February 25, 2021
Side effects may require hospitalization
- Older adults with AML aren’t typically good candidates for the standard AML regimen of intensive induction chemotherapy
- New research finds that a combination of two drugs — azacitidine plus venetoclax — can extend overall survival in older adults
- Physicians should be prepared to hospitalize older patients who receive this regimen, due to increased risks of cytopenia and infections
The standard treatment for acute myeloid leukemia (AML) is intensive induction chemotherapy, followed by consolidation chemotherapy, a stem cell transplant, or a combination of both treatments. Yet the bulk of this patient population, who are in their late 60s or beyond, either aren’t appropriate candidates for chemotherapy, or don’t respond well to it.

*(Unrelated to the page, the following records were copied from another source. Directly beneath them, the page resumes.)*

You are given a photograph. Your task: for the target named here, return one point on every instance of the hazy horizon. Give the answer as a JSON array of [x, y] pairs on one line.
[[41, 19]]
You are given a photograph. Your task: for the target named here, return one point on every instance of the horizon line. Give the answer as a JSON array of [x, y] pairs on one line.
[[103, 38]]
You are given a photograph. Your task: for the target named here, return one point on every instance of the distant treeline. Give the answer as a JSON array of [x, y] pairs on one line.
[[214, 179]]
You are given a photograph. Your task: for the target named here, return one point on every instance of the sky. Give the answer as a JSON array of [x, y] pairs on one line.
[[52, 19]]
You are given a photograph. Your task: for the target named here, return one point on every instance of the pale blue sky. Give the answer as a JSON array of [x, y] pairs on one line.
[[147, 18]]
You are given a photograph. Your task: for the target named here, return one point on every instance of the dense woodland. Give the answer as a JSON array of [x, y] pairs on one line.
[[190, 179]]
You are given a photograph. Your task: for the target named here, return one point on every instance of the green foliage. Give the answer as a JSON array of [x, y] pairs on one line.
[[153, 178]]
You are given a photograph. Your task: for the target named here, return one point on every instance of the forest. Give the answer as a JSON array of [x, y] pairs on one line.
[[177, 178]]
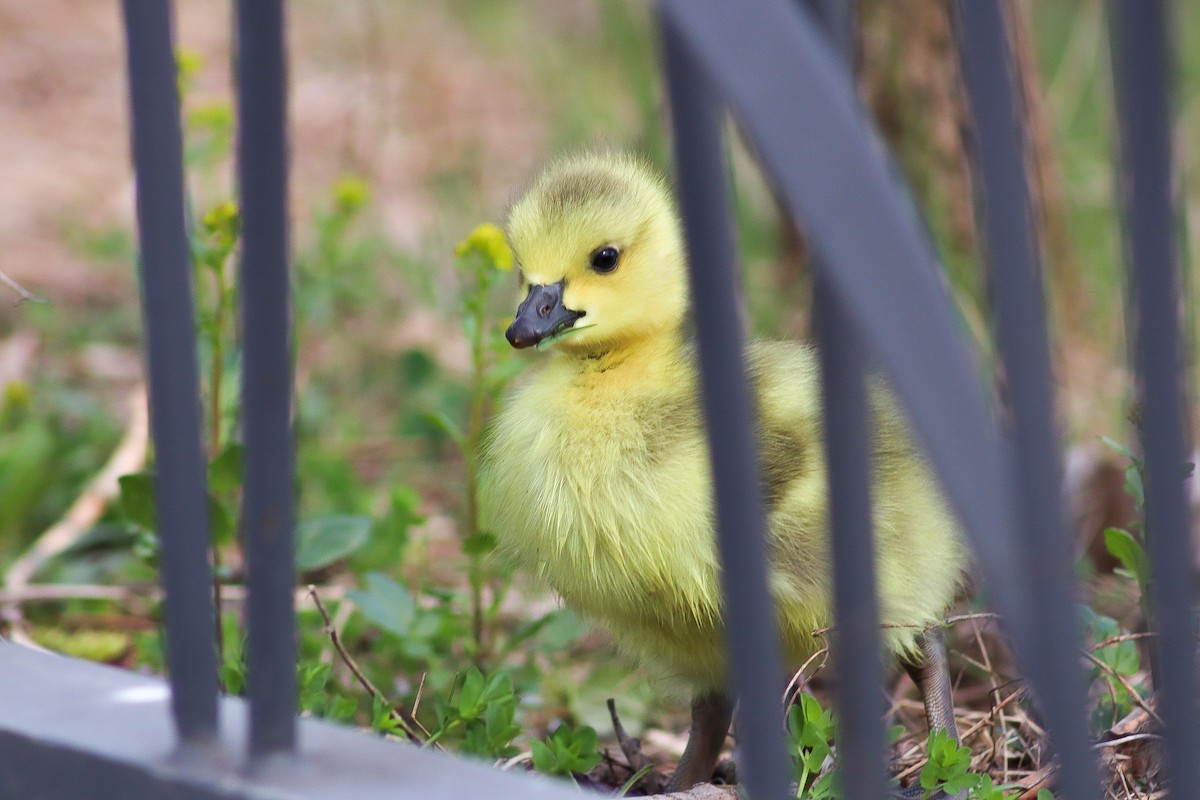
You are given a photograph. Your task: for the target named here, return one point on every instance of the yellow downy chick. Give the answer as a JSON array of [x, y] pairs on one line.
[[598, 474]]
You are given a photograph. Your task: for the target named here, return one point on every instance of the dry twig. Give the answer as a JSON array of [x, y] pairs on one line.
[[407, 722], [88, 507], [22, 292]]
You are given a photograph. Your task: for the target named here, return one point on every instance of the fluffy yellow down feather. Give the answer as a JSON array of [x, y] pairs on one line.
[[598, 475]]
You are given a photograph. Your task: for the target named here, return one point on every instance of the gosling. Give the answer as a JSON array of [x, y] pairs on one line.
[[598, 475]]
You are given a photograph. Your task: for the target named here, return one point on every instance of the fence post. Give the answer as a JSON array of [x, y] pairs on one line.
[[267, 377], [847, 421], [749, 618], [180, 480], [1014, 275], [1143, 83]]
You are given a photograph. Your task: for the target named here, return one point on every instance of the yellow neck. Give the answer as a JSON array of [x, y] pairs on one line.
[[647, 359]]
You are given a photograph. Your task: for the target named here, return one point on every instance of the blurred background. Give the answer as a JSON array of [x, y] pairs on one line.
[[411, 124]]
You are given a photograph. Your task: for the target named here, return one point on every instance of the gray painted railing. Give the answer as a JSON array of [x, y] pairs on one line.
[[879, 294]]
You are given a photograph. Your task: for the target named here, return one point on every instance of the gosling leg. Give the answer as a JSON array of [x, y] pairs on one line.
[[931, 673], [711, 716]]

Often these patients receive a hypomethylating drug such as azacitidine, but it has limited benefit for inducing remission and prolonging survival. Now, physicians are looking at the benefit of adding another drug to AML therapy for older adults. “One of the more exciting developments we’ve seen in the treatment of acute myeloid leukemia is the combination of hypomethylating agents, such azacitidine with venetoclax,” according to the University of Miami’s Dr. Mikkael Sekeres, who formally practiced at the Cleveland Clinic.
In a study published in The New England Journal of Medicine, the combination of azacitidine and venetoclax led to a median overall survival of 14.7 months, compared to 9.6 months for azacitidine alone. The question, Dr. Sekeres says, is whether this drug combination should be considered a less-intensive therapeutic approach, or a more intensive approach like 7 + 3.
“I think it falls somewhere in between,” he says, “as patients who get the combination almost invariably wind up hospitalized, have prolonged cytopenias, and are at risk of fungal infections as if they received standard 7 + 3 intensive induction chemotherapy.”
He urges caution when prescribing this drug combination. Anticipate that patients will require hospitalization, and possibly a four-week hospitalization, as if they were getting induction chemotherapy. A number of studies are currently investigating the use of azacitidine and venetoclax as the foundation of triplet therapy in older adults with AML. “I do think that’s the future of treatment approaches,” Dr. Sekeres says.